Reproducibility Index

Notice: The reproducibility variables underlying each score are classified using an automated LLM-based pipeline, validated against a manually labeled dataset. LLM-based classification introduces uncertainty and potential bias; scores should be interpreted as estimates. Full accuracy metrics and methodology are described in Coakley et alK. L. Coakley, T. Snelleman, H. Hoos, and O. E. Gundersen, "The embrace of open science: An analysis of a decade of AI research and 56 800 conference papers," Under Review, 2026..

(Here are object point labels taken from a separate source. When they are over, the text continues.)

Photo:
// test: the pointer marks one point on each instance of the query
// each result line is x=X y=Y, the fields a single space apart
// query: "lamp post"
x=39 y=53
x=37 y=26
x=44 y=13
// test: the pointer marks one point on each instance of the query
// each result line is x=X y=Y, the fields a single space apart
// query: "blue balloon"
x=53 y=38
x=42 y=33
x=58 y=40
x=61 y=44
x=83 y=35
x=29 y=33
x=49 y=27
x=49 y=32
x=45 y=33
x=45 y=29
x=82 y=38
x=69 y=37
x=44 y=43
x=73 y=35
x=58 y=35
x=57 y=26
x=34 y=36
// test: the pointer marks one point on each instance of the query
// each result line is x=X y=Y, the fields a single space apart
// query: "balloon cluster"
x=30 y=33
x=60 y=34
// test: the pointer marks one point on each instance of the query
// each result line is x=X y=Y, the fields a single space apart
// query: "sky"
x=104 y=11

Cycle Conditioning for Robust Representation Learning from Categorical Data

Authors: Mohsen Tabejamaat, Farzaneh Etminani, Mattias Ohlsson

TMLR 2025 | Venue PDF | LLM Run Details

Reproducibility Variable	Result	LLM Response
Research Type	Experimental	Our experiments demonstrate that our method achieves at least a 1.42% improvement in AUROC and a 4.12% improvement in AUCPR over the best results from existing state-of-the-art methods.
Researcher Affiliation	Academia	Mohsen Tabejamaat EMAIL School of Information Technology, Halmstad University, Sweden Farzaneh Etminani EMAIL Centrum for Research and Innovation, Region Halland, Sweden School of Information Technology, Halmstad University, Sweden Mattias Ohlsson EMAIL Centre for Environmental and Climate Science, Lund University, Sweden School of Information Technology, Halmstad University, Sweden
Pseudocode	Yes	Algorithm 1: Transforming categorical data to continuous for time series analysis with multiple tokens per time step
Open Source Code	No	The paper does not provide a specific repository link, an explicit code release statement, or indicate that code is available in supplementary materials. Phrases like 'we plan to release' or 'available upon request' are also not present.
Open Datasets	Yes	Our experiments are conducted using two well-known databases, MIMIC III (Johnson et al., 2016) and MIMIC IV (Johnson et al., 2023), each containing records of medical activities from various patient visits to a hospital.
Dataset Splits	Yes	Data split: Most of our experiments are conducted on MIMIC IV, where we randomly select 126,736 time series for training our representation learning method. The evaluation sets for different tasks are composed of another 31,684 randomly selected samples, which are used to evaluate the performance of the learned representations on various downstream tasks. For MIMIC III, all samples serve as training data for the representation learning model. The training and the evaluation of the downstream task are then conducted using the same split of the MIMIC IV.
Hardware Specification	No	The paper does not provide specific details about the hardware used, such as GPU models, CPU models, or memory.
Software Dependencies	No	The paper mentions software like 'Python', 'PyTorch', 'CUDA' in the context of BERT or general frameworks, but does not provide specific version numbers for these or other key software components used for their methodology.
Experiment Setup	Yes	The representation dimension of our method, along with the models that utilize BERT as their backbone architecture, are set to 400. For Switch Tab(Wu et al., 2024), Re Con Tab (Chen et al., 2023), and SCARF (Bahri et al., 2021), we follow the same protocol as described in their original papers, resulting in representation dimensions of 52, 256, and 256, respectively. ... In practice, we leverage a Multi-Step Optimization approach, which allows the introduction of extra loss functions alongside the MSE loss of the diffusion models with minimal impact on their performance. Specifically, we alternate between optimizing the MSE and cross-entropy losses. The cross-entropy losses, Lspl and Lcycle-spl, are only applied if any of the MSE losses exceed a threshold of 0.05. During the multi-step optimization, we perform a single forward pass to compute both the DDPM s MSE losses and the cross-entropy losses. In the first step, we update the model parameters with respect to the MSE losses while freezing the components Mθ and dθ affected by the cross-entropy losses. In the next step, we update the model with respect to the cross-entropy losses, freezing the components relevant to the MSE losses.